Il
faut aussi comprendre qu’en sa forme aboutie, l’intentionnalité
musicale est quelque chose de plus qu’une simple activation, plus qu’un
déclic donné au déroulement d’assemblages gestuels ou vocaux. Elle
possède une dimension bien plus vaste, puisqu’au-delà de l’activation
des schèmes d’action, elle se projette en quelque chose de l’ordre de
l’attente qu’on pourrait qualifier de possibilité perceptive. Elle
n’est pas vraiment une représentation, non plus un moyen de
reproduction, elle s’exprime en quelque sorte négativement par la mise
en alerte lorsque l’action en cours cesse de coïncider avec l’attendu.
Et souvent cela se traduit par l’interruption de l’action.
L’observation de reproductions directes de configuration rythmique
confirmer ces propositions.
Les formes à reproduire font parties de l’appareil d’exercices du cours
d’initiation musicale. Celles dont il est question ici comportent cinq
frappes organisées sur deux notes, suivies d’un espace, à exécuter
généralement sur deux tambours en terre cuite.
Après présentation du modèle, avant et après frappes, je demande à l’élève de chanter la configuration.

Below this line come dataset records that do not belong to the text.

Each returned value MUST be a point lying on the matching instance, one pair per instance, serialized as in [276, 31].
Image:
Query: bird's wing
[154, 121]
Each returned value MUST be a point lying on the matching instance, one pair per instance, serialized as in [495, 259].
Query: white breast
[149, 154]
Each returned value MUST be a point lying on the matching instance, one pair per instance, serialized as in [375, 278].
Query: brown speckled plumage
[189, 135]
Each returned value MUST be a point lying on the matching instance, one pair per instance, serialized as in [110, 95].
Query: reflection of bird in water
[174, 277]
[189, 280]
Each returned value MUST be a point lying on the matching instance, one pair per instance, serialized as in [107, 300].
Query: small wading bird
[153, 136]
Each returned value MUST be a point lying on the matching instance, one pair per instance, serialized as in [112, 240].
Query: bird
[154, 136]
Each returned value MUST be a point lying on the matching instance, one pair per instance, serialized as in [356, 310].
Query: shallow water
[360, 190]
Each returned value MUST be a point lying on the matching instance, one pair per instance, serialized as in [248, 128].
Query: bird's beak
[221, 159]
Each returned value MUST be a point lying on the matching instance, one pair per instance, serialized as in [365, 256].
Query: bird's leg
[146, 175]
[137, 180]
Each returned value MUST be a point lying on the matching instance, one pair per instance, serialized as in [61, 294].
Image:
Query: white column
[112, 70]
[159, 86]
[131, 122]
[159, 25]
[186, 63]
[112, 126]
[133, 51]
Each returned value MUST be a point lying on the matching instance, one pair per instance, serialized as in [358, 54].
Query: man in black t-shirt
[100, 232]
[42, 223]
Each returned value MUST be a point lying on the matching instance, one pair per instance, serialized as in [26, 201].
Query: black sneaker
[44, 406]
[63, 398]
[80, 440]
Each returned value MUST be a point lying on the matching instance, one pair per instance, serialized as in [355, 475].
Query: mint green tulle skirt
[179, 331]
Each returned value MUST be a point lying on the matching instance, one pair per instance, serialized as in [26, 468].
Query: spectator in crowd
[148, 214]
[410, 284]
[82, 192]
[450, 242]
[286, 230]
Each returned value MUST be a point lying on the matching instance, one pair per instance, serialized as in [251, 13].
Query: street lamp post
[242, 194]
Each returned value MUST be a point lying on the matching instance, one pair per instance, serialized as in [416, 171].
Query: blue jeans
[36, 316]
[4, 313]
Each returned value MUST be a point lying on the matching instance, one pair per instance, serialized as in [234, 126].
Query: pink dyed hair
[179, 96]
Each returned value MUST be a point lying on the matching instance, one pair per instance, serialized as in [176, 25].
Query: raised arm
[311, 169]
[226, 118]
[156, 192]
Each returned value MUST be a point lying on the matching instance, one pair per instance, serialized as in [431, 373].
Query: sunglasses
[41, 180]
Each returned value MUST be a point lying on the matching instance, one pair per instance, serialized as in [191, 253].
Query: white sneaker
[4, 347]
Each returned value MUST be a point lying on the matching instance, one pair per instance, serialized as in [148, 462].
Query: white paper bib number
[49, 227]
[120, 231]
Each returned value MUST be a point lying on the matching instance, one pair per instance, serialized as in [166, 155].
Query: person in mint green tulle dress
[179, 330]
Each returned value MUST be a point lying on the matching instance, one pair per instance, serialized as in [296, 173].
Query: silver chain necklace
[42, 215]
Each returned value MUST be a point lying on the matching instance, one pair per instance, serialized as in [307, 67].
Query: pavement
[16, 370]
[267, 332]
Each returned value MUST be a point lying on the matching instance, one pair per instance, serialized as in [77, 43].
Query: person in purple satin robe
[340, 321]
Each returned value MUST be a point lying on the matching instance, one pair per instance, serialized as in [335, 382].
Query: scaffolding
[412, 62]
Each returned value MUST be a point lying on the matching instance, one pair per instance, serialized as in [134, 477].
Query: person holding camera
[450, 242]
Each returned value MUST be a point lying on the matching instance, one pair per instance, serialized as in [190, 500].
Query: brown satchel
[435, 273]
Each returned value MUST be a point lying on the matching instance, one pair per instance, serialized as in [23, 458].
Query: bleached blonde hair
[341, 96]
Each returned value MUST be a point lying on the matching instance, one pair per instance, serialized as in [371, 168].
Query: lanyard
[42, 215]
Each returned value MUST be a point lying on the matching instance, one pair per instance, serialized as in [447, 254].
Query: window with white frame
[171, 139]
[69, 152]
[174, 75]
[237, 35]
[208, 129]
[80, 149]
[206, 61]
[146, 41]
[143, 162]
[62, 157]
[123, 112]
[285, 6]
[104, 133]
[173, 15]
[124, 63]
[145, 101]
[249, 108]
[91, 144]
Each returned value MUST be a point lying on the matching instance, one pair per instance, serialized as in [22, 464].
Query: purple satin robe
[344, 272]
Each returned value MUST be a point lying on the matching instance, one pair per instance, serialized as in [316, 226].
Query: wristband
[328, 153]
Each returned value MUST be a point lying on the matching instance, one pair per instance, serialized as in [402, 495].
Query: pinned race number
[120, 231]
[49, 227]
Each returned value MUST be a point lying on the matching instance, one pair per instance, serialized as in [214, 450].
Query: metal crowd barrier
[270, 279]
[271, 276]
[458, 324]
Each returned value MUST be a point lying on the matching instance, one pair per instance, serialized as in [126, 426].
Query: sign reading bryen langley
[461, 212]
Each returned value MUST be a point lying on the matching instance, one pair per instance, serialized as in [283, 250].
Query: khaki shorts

Pour les enfants, ces formes volontairement asymétriques, sont assez
difficiles à reproduire. De par l’effet équilibrant de la mise en
séquence, leur reconstitution motrice donne lieu à des formes altérées
qui s’expliquent comme autant de réductions des tensions motrices
engendrées. J’ai illustré ailleurs comment le principe piagétien de
l’équilibration des schèmes expliquait cela. L’intérêt ici est qu’elles
n’affectent pas la reproduction vocale. Ne retenons ici que les deux
conduites usuellement rencontrées.
Dans
le premier cas, après une performance vocale correcte, l’enfant produit
une frappe erronée. Il reprend et fait la même erreur. Je lui demande
de chanter, et alors il produit vocalement la forme altérée qu’il a
frappée.
Dans le
second cas, après une performance vocale correcte, l’enfant produit une
frappe erronée, Il en a conscience, et reprend au début. Il butte
encore et reprends. Si je lui demande de chanter à nouveau, il produit
la forme correcte. Il finit par frapper correctement aussi.
Ceci
signifie que dans le premier cas, le résultat de l’action a écrasé la
représentation. C’est donc que l’activité s’appuyait sur la rémanence
perceptive, sensible évidemment à remplacement. La seconde conduite
confirme donc l’existence d’une rémanence de l’intention d’agir – la
possibilité perceptive -, lisible par la vocalisation, sans effet
directe sur l’action mais permettant sa replanification à partir des
divergences perçues. Facilitation perceptive plutôt que véritable
représentation, ce caractère invariant de l’organisation séquentielle
est ainsi protégée des flux perceptifs générés par le déroulement de
l’activité. Il y a donc, à un moment donné de l’appropriation,
avènement de la capacité à gérer le déroulement des gestes par des
formes intériorisées des mélodies temporelles. Et comme on l’a vu,
l’intérêt de cet acquis est de favoriser des activités de
reconstitution sans altération de l’intention initiale, donc d’accéder
à la conduite par essais et erreurs.